To resolve or not to resolve, that is the question.

Many years ago I made my very last New Year’s Resolution. Surprisingly I have actually stuck to it. You may be thinking it was to lose weight, be a better husband or father, be kinder to animals, or donate more to charity. While all of those are great, my resolution was to never make resolutions again. What got me started down this path was when I joined a gym. Believe it or not, I joined in the middle of the year, but then found myself very frustrated around January 2nd when there were no places to park and the machines that I always used were taken by all the people who joined because of their New Year’s Resolutions. Only to find that by Valentine’s Day everything was back to normal for the most part, with a few newbies who stuck to it. A light went off and I realized that in many respects I was doing the same thing; making resolutions with no plan and watching them fall short. According to I am not alone in that. Here is what their research has found:


Percent of Americans who usually make New Year’s Resolutions 45 %
Percent of Americans who infrequently make New Year’s Resolutions 17 %
Percent of Americans who absolutely never make New Year’s Resolutions 38 %
Percent of people who are successful in achieving their resolution 8 %
Percent who have infrequent success 49 %
Percent who never succeed and fail on their resolution each year 24 %
People who explicitly make resolutions are 10 times more likely to attain their goals than people who don’t explicitly make resolutions.


So now, instead of making New Year’s Resolutions, what I do is set some goals for myself for the coming months or year. What is the difference you ask? It is fairly subtle, but the goals I set have specific measurable outcomes, a defined period of time in which to complete them, and a defined plan on how to get there. For example, if you wanted to lose weight (one of the most common, if not the most common resolution), you define the goal with a time period, say that by April 1st, and add a measureable outcome, to lose 15 pounds, and lastly, define a plan on how to get there, say by reducing my fat intake, eliminating processed sugars, exercising a minimum of 3 days a week, and limiting breads and pastas to 2 days a week. Just losing weight is a nebulous concept and much harder to achieve without a specific time period and a plan. I have found that this process has taken my New Year’s Resolutions and turned them into achievable goals.

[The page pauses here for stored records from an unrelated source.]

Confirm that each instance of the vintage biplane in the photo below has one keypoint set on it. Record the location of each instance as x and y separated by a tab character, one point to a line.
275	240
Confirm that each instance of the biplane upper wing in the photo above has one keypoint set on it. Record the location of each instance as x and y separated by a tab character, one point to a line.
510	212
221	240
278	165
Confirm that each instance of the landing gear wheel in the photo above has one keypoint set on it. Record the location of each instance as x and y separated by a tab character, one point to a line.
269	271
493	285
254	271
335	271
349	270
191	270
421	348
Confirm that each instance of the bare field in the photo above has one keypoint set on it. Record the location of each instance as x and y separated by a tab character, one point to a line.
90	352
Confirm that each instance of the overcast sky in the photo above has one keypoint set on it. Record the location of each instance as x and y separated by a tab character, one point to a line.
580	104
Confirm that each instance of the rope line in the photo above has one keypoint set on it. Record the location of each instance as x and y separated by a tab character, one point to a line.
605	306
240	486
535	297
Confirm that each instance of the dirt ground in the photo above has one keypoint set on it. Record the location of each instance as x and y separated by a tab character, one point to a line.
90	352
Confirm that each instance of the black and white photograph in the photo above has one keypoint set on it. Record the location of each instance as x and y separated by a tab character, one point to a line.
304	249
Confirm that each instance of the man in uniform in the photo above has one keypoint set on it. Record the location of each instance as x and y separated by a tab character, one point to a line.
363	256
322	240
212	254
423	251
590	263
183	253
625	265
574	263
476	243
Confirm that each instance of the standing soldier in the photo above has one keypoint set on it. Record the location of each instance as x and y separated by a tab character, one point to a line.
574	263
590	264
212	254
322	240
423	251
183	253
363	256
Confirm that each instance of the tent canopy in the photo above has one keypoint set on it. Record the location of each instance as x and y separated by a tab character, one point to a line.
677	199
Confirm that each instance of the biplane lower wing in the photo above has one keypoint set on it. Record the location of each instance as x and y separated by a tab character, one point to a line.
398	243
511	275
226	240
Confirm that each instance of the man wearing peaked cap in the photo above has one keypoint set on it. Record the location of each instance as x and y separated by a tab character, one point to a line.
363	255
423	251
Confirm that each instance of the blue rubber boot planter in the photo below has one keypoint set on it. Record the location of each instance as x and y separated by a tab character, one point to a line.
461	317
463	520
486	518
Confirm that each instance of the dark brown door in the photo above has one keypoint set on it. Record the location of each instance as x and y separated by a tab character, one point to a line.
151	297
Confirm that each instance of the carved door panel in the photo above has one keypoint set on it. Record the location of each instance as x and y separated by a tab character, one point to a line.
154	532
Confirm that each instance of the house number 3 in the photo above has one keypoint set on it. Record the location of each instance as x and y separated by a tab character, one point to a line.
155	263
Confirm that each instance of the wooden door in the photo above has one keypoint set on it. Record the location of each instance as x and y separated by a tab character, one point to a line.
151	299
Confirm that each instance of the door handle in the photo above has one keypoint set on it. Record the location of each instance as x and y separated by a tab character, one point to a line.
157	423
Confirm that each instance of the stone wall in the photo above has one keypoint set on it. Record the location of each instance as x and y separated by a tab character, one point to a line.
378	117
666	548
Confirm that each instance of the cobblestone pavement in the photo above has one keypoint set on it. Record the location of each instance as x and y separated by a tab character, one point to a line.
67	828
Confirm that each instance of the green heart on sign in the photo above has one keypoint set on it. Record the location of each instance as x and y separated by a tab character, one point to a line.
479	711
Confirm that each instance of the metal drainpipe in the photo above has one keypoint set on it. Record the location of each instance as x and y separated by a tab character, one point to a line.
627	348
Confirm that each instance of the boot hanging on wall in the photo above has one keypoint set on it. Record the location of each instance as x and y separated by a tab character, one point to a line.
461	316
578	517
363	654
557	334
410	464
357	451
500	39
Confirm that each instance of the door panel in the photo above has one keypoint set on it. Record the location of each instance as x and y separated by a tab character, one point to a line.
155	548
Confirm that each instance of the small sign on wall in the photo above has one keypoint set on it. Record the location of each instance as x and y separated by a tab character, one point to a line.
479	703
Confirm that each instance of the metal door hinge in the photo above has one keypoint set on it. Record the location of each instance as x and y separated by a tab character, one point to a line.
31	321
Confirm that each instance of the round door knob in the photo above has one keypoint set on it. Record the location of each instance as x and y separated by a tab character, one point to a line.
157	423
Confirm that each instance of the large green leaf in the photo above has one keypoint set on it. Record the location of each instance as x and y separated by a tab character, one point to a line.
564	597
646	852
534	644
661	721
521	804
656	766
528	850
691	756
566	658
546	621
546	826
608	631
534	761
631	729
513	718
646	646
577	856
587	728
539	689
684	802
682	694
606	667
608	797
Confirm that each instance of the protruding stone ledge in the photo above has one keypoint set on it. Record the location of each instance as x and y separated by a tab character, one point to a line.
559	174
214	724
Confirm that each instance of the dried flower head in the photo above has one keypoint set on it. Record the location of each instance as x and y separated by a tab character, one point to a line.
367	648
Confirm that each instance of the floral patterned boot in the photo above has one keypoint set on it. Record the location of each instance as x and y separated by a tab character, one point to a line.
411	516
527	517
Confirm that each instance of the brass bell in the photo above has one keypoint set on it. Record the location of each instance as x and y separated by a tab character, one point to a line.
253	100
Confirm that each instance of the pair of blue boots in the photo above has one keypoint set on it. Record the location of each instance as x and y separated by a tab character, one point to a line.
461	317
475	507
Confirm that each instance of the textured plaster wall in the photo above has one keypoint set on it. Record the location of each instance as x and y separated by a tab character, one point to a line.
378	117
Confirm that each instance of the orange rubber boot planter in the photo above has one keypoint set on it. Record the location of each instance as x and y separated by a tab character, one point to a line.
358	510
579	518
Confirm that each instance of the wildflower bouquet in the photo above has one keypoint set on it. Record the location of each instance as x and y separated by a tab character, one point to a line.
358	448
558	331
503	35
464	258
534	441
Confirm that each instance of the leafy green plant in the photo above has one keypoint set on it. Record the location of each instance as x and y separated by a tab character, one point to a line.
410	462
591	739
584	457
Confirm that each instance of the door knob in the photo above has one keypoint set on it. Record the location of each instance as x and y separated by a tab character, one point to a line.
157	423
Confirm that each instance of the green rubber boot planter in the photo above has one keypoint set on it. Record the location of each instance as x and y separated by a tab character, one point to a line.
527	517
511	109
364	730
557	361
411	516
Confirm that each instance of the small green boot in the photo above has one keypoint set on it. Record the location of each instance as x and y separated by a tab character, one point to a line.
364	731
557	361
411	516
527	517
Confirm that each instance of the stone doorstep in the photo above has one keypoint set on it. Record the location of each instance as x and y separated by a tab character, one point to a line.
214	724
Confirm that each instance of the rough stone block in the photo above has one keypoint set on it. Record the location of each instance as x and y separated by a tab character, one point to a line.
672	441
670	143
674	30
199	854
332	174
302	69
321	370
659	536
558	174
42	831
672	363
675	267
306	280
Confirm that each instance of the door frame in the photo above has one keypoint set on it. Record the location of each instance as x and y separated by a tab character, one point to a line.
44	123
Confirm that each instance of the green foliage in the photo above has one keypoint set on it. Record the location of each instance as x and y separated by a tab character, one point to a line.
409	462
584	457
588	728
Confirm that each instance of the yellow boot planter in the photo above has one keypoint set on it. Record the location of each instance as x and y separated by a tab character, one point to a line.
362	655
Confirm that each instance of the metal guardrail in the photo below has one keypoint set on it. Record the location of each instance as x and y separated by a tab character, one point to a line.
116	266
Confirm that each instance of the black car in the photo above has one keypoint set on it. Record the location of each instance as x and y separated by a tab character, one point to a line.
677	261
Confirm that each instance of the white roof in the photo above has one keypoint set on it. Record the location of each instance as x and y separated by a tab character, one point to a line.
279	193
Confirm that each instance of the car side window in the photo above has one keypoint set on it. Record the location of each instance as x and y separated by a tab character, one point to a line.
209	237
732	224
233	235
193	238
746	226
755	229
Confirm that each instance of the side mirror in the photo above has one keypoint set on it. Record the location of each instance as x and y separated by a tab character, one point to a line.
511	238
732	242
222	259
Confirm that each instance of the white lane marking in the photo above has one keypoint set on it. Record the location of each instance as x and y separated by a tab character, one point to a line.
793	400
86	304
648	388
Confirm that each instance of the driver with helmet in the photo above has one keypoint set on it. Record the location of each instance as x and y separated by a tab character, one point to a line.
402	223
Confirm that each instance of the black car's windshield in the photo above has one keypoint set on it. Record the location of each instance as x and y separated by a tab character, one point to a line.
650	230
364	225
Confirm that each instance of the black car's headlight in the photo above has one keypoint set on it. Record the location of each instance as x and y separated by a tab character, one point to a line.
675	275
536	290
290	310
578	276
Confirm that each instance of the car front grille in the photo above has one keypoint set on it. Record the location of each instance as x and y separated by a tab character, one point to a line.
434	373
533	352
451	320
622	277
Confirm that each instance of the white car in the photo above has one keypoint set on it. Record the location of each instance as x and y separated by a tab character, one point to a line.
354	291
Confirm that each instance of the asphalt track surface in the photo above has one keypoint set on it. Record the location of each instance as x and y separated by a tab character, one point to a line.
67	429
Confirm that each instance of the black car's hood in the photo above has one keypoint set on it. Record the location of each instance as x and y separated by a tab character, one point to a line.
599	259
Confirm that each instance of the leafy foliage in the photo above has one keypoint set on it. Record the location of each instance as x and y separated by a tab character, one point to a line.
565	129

As we head into 2017, stop and take some time to review the past year. Celebrate the victories and what you have achieved and then take a look at the things that either didn’t go so well or that you want to change and come up with a plan to do that. If you continue to make resolutions that fall short, give yourself a pass – it’s a new year and a new opportunity. That being said, if you’re going to set a New Year’s Resolution this year, and you want your efforts to be more successful, get it right by making a plan. Make sure that your goals are measurable, attainable, and realistic.


Goals are not just for business or school either, set at least one personal goal, too. My personal goal for 2016 was to play golf at least once per month in the warm months. I missed 2 months but played more than I had in previous years, so I would consider that a moderate success.


As 2017 creeps closer, I have started trying to figure out what my goals will be for the new year. I am happy to take suggestions, so if you have any good ones please send them my way to Regardless of whether or not you set goals or make resolutions, I wish you a fantastic 2017 filled with many successes.